28 thoughts on “Free Book Giveaway – The Ultimate Guide to Permaculture”

  1. We are moving off the grid in less than two years. Building an underground house. Would absolutely love to get my hands on this book.

  2. I have started reading books about chicks and will begin looking into how to build my own hen house! I would eventually like to raise three hens in my suburban lot!

  3. I would like to get a rain barrel…that is find one or find a way to reuse something to make one…so I can water my garden this summer.

  4. We have bought a place in MO that we will begin working on and have many plans such as using gray water, raising animals, gardens and fruit trees.

  5. I want to make two rain barrels to water my garden. I have three raised bed gardens and that would help with my watering needs.

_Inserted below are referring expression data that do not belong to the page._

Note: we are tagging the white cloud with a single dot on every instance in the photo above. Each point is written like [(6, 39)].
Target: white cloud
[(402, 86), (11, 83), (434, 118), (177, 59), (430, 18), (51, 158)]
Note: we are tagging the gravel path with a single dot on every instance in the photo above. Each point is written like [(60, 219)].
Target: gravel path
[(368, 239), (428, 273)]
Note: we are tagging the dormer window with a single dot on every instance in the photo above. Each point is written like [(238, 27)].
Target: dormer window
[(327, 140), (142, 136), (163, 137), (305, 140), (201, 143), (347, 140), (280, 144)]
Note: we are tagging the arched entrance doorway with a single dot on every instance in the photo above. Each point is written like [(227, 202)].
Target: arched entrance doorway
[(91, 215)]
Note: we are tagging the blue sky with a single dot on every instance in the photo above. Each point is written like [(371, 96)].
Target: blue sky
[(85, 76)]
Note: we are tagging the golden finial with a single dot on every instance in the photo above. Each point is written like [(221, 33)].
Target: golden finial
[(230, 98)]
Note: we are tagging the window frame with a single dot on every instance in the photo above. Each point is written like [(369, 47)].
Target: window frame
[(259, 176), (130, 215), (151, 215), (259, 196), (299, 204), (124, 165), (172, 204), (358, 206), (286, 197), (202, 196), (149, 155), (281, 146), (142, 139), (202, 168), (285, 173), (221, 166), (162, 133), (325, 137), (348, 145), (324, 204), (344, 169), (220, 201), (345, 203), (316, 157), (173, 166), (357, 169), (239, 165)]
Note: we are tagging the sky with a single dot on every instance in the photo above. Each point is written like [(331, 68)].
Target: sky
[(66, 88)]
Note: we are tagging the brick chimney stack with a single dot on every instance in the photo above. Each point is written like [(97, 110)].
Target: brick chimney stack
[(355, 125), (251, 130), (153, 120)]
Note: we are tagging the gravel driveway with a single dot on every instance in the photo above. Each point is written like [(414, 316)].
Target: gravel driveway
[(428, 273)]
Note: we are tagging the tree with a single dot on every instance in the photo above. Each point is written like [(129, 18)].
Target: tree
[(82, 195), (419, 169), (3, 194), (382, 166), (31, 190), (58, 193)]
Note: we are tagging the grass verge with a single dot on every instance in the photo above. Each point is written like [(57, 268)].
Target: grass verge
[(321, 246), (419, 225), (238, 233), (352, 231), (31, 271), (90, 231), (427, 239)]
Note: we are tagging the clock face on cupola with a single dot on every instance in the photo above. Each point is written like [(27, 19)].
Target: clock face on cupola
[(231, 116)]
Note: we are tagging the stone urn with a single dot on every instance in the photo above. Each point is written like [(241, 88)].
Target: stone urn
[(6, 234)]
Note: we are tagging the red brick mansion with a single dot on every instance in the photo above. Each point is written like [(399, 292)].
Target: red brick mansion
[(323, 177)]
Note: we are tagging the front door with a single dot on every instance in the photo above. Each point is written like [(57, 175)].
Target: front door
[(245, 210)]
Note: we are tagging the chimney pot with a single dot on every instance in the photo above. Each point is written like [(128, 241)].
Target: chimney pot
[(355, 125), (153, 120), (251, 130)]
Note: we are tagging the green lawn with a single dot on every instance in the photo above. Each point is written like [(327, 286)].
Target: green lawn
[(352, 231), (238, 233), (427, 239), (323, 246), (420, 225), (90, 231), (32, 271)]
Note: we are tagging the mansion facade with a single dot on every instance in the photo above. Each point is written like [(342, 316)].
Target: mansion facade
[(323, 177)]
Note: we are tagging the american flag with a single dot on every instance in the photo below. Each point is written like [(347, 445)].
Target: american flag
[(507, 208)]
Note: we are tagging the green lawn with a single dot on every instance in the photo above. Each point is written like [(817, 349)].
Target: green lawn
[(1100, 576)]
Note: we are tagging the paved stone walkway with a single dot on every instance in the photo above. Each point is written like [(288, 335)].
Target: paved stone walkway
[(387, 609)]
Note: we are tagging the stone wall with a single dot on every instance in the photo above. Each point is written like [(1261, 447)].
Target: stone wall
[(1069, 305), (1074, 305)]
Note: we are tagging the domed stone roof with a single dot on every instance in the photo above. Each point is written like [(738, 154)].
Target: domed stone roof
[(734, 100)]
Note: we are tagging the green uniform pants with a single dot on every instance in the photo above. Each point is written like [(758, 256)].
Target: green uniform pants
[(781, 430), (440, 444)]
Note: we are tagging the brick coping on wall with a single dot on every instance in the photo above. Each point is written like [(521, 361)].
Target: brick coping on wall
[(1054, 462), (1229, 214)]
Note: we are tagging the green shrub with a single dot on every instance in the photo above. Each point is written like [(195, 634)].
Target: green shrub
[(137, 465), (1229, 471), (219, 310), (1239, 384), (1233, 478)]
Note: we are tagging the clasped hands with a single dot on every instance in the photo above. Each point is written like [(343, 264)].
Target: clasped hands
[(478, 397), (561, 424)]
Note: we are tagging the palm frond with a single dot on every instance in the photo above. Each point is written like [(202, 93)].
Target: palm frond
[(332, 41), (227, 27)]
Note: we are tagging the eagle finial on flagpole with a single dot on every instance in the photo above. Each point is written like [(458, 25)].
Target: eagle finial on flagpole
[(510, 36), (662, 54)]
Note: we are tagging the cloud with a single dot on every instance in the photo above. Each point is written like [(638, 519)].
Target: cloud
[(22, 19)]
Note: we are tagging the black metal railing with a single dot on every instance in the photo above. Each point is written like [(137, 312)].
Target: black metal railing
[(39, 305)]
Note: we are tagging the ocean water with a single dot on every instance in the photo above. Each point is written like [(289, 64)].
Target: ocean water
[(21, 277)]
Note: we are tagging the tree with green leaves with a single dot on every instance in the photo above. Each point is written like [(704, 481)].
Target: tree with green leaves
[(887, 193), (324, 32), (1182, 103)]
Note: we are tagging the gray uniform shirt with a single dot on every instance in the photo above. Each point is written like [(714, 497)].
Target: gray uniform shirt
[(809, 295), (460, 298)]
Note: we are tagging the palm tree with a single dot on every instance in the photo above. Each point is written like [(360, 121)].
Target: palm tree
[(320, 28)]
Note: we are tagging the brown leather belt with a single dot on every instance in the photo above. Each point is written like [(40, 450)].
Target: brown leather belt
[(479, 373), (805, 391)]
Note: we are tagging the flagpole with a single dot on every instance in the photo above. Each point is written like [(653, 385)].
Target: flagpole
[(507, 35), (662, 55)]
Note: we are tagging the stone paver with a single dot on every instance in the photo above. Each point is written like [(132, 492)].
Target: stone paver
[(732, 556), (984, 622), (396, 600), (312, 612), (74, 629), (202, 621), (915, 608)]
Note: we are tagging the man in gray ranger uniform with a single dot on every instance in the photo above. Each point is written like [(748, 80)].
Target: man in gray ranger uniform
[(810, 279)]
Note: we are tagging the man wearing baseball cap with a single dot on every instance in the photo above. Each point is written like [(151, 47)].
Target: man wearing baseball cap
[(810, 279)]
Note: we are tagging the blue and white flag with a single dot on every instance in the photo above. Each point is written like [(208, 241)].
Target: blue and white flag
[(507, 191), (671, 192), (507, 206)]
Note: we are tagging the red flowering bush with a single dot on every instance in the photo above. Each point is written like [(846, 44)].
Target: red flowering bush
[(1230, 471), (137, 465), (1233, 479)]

  6. I am working on producing more of my family’s food: this year I am going to grow our chicken flock and get a bred heifer. I’m also expanding our garden to include more fruits like blueberries, strawberries and raspberries.

  7. We’re living with relatives at the moment, but I hope we’ll be in a position to find a place of our own this year. When we do, I really want to start a vegetable garden, and my husband has been learning about do-it-yourself solar panels as an alternative energy source. In the meantime, I want to do a lot more sewing/mending/upcycling, and get myself out of the disposable clothing mindset.

  8. I would like to plan a garden where there is always something to harvest at different times throughout the year by using my garden space to its fullest advantage.

  9. We’re going to try (again!) to successfully grow some of our own produce this year. hopefully we harvest more than last year.

  10. We’re trying to cut down on purchased cleaning products and trying to make more of our own–including homemade bug deterrents. But I would also like to know what else to plant that might encourage good bugs.

  11. What a fantastic book! I’d like to turn more of our lawn into a food garden and replace any dying ornamental bushes and trees into fruit trees.

  12. I’m getting ready to attend a permaculture design course. We have a large garden, chickens,and bees. I am helping develop a new community garden and teaching some basic gardening classes. My latest experiment is learning to make our own body care products. This is such a fun way to live.

  13. I am not officially entering because my husband and I are permaculture educators and designers and the book would be better off in the hands of someone just starting out, but I wanted to say how exciting it is that more people are taking an interest in permaculture and making choices to be more sustainable. It is very heartening. I applaud all of your efforts. Each of us is part of the solution.

  14. I grow produce (strawberries, tomatoes and zucchini) on the balcony of my condo. In the next 18 months, I hope to have sold the condo so I can buy a home with a little land and add chickens, a larger garden, and be able to compost. Right now I’m working on becoming debt free, recycle and reduce my use of/purchase of plastics.

  15. We just moved into a “new” old house and have already started planting our edible garden! We make our own cleaning supplies and shop almost excusively second-hand. Now for the BIG challenge… how to tactifully ask my in-laws to stop giving us so much stuff! Help! : )

  16. Over 1/3 of all energy is lost in transmission and distribution. I am designing my own photovoltaic system to provide for my home’s energy needs. I am also keeping water on site for irrigation, washing, etc instead of pumping it to my house then wasting the grey water by putting it into the sewer system.

  17. Howdy,

    This year my main goal is to produce “Goldilocks” compost. Real living rich compost is perhaps the most important permaculture ingredient. I’ve been attempting and failing for years…it turns out putting a bunch of debris in a pile doesn’t do the trick. So this year I’m following Geoff Lawton’s compost guide (google Geoff Lawton 18 day compost). The Goldilocks reference means getting the right balance of carbon, nitrogen, air and water. Turning the pile often and getting it up to the right temp. I’ve learned one cubic yard of good compost is enough to grow all the food for one person for one year. Come on spring!